I was scooting along with the Striped Baby Hoodie when I got to the buttonband. After my last debacle with buttonholes, I thought I’d be better off I picked up stitches along the buttonband and knit the buttonholes after the body of the sweater was complete.

Haha. I should know better by now!

I picked up stitches for the buttonband, knit a few rows, and then looked at the buttons and decided I needed a two-stitch buttonhole to accommodate them. Went online, found the instructions for TECHknitter’s Tulips buttonhole (and the Knitting Daily video that helped me figure it out the last time I used this technique), worked the buttonholes, and knit another row. Then it occurred to me that this sweater is for a boy. So the buttonholes should go on the left side, not the right side, where I’d put them (running on autopilot, since most of the sweaters I knit are for me, my daughter, or for girl babies!). I talked myself into just leaving them where they were. (After all, girl buttonholes were traditionally placed on the right, because that’s easier for someone else to do up, and I don’t know many 3-month-olds who are doing up their own buttons, right?!) And then I tried the buttons in the buttonholes. Definitely too tight. Grrr.

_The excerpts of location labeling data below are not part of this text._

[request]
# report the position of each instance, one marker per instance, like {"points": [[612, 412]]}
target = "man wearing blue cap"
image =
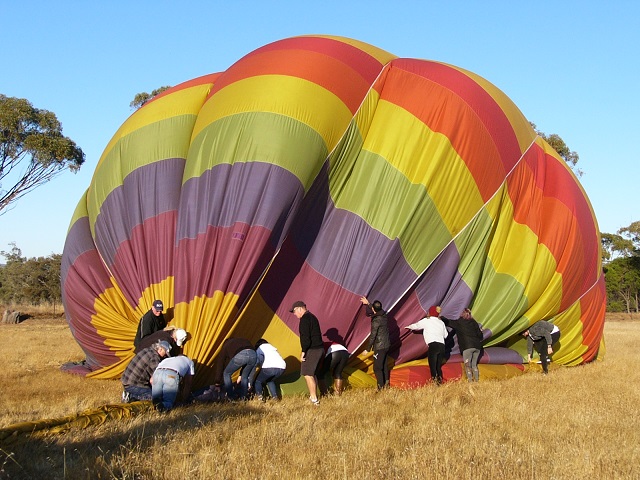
{"points": [[151, 322]]}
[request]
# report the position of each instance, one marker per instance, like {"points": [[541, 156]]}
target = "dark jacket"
{"points": [[166, 335], [149, 323], [468, 332], [379, 338], [539, 331], [230, 348], [310, 334]]}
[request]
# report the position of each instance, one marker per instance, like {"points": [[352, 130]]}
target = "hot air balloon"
{"points": [[321, 168]]}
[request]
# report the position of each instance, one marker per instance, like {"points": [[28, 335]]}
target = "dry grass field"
{"points": [[579, 422]]}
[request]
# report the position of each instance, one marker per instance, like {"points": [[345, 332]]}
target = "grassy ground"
{"points": [[574, 423]]}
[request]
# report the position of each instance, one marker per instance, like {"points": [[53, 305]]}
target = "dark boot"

So I frogged the buttonhole row, all the way around to the other side. Redid my calculations, knit five of the six three-stitch buttonholes… and realized I’d gotten off by one stitch somewhere. Further investigation revealed it was between the first and second buttonholes. Cursed, frogged back to that point, reassured myself that after blocking, the fuzzy, repeatedly-frogged yarn would still look nice, placed stitch markers at the start and end of each buttonhole, and re-knit the buttonholes. This time, to gain a little extra slack, I used a trick from The Knitters Book of Finishing Techniques by Nancie Wiseman: Cast on two extra stitches along the top of the buttonhole, and on the next row, work a decrease at the start and end of the buttonhole, which will eliminate any gaps. This trick has worked well for me in garter stitch and with stockinette, so I used it here. And discovered that it gave my 2×2 ribbed buttonband a bit of a drunken stagger. Sigh.

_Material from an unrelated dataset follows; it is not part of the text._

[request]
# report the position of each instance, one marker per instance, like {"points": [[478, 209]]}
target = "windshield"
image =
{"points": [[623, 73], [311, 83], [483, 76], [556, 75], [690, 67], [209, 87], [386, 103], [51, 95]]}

I contemplated re-doing the buttonband, or just the rows above the buttonholes, moving the decreases around. but then I decided that a drunken stagger in the ribbing was probably appropriate, since lately my knitting projects keep taking a drive-me-to-drink turn. Plus, the baby it’s intended for is now a month old (he was born a month early), so I need to wrap it up and give it to him before he’s too big to wear it! I’m halfway through the second sleeve now, so when this is done, I just need to sew on the buttons and weave in the ends, then wrap it up and give it away!

Striped Hoodie, in progress

And besides, the yarn I bought in Philly is sitting in front of me, winking and smirking. And the project I haven’t actually started yet is always better than the one I am currently abusing on the needles, right?